Four years I’d have said it without thinking.

I said nothing instead, and the silence must have told her everything, because when she spoke again the warmth had gone thin.

“So it’s true. You’ve found her.”

“Chloe.”

“Do you know what you looked like tonight?” she said.

“In the photograph someone was kind enough to send me. You looked like a man who’d been let out of prison.

I haven’t seen that face since Grasse.” She let that land.

She’d always known where to put the knife; that was the thing I’d once mistaken for loyalty.

“I made you, Sebastian. When Adeline walked out and left you holding four hundred million dollars and a lie, I stood next to you and I smiled and I sold it. I have smiled for four years. And now you want to walk into the light with her and leave me standing in the dark holding the whole thing alone.”

“No one’s asking you to hold anything.”

“Aren’t they?” Her laugh was small and terrible. “If she comes back with her name and her nose and her truth, Sebastian, what happens to me? What happens to the woman who dreamed éternel her whole life? I don’t survive her. You know I don’t.”

And there it was: the real fear under all of it, the one that had run the whole machine from the beginning. Not me. Never me. The fraud. éternel was the ground she stood on, and Ada was the fault line, and she’d sooner bring the house down than feel it move.

“You should get ahead of it,” I said. “Correct the record. I’ll stand up with you when you do.”

The silence this time was different. Considering. I’d handed her something and she was turning it over, and too late I understood I’d handed her the shape of the threat: that I’d correct it, that the truth was finally something I was willing to spend.

“You’ve changed,” she said softly. “She’s changed you.

That’s… Sebastian, that’s dangerous. For both of us.

” A breath. “Let me remind you of something, since you seem to have gone sentimental. You didn’t just take her credit.

You stood on a stage and let me take her name while she stood in a green dress watching.

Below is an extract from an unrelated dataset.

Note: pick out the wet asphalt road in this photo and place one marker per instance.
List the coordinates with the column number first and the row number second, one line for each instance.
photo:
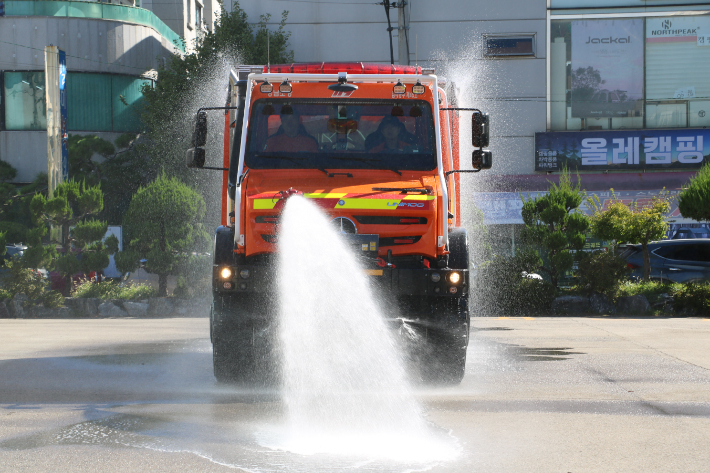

You called her a chemist. You told her she’d married up.

I was there. I remember the words. I could recite them.

” Her voice dropped into something almost tender, which was worse than any shout.

“There is no version of this where you come out the wounded husband. If it goes public, you go public. The great Sebastian Vale, who threw away the woman who made him and put another woman’s face on her life’s work. You don’t survive that either.”

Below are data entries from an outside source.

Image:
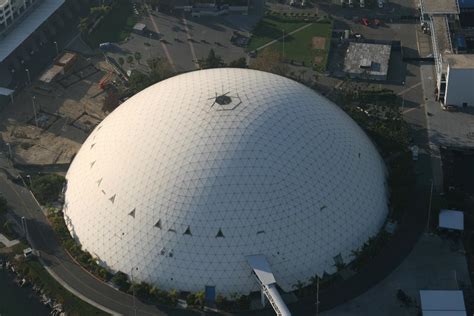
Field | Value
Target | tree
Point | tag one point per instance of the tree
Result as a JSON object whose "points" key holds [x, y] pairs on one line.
{"points": [[83, 25], [211, 61], [47, 187], [120, 279], [138, 56], [270, 60], [138, 81], [239, 63], [160, 69], [3, 204], [111, 101]]}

“I’m not being steered, Chloe.”

“I’m not steering. I’m reminding.” The tenderness curdled.

“I’ve spent four years being the woman you needed me to be.

I can be the woman you’ll wish I weren’t.

I know people in every trade press from here to Milan, and I know exactly which questions to whisper into which ears.

You have no idea how far I’ll go to keep from disappearing.

You never did. You always thought I was the safe one. ”

I looked at my own reflection in the black glass (the scar, the grey eyes Theo had inherited without ever being told they were his) and I did not recognize the man who had let this woman speak for him all this time.

“Do what you have to do,” I said. “But leave Ada out of it.”

“Oh, Sebastian.” Almost gentle now. Almost grieving. “She was never out of it. She’s the whole story.” A rustle, a shift, a door closing somewhere on her end. “Whatever she is to you now, remember I know exactly what you did to her. Choose carefully.”

And she hung up before I could answer.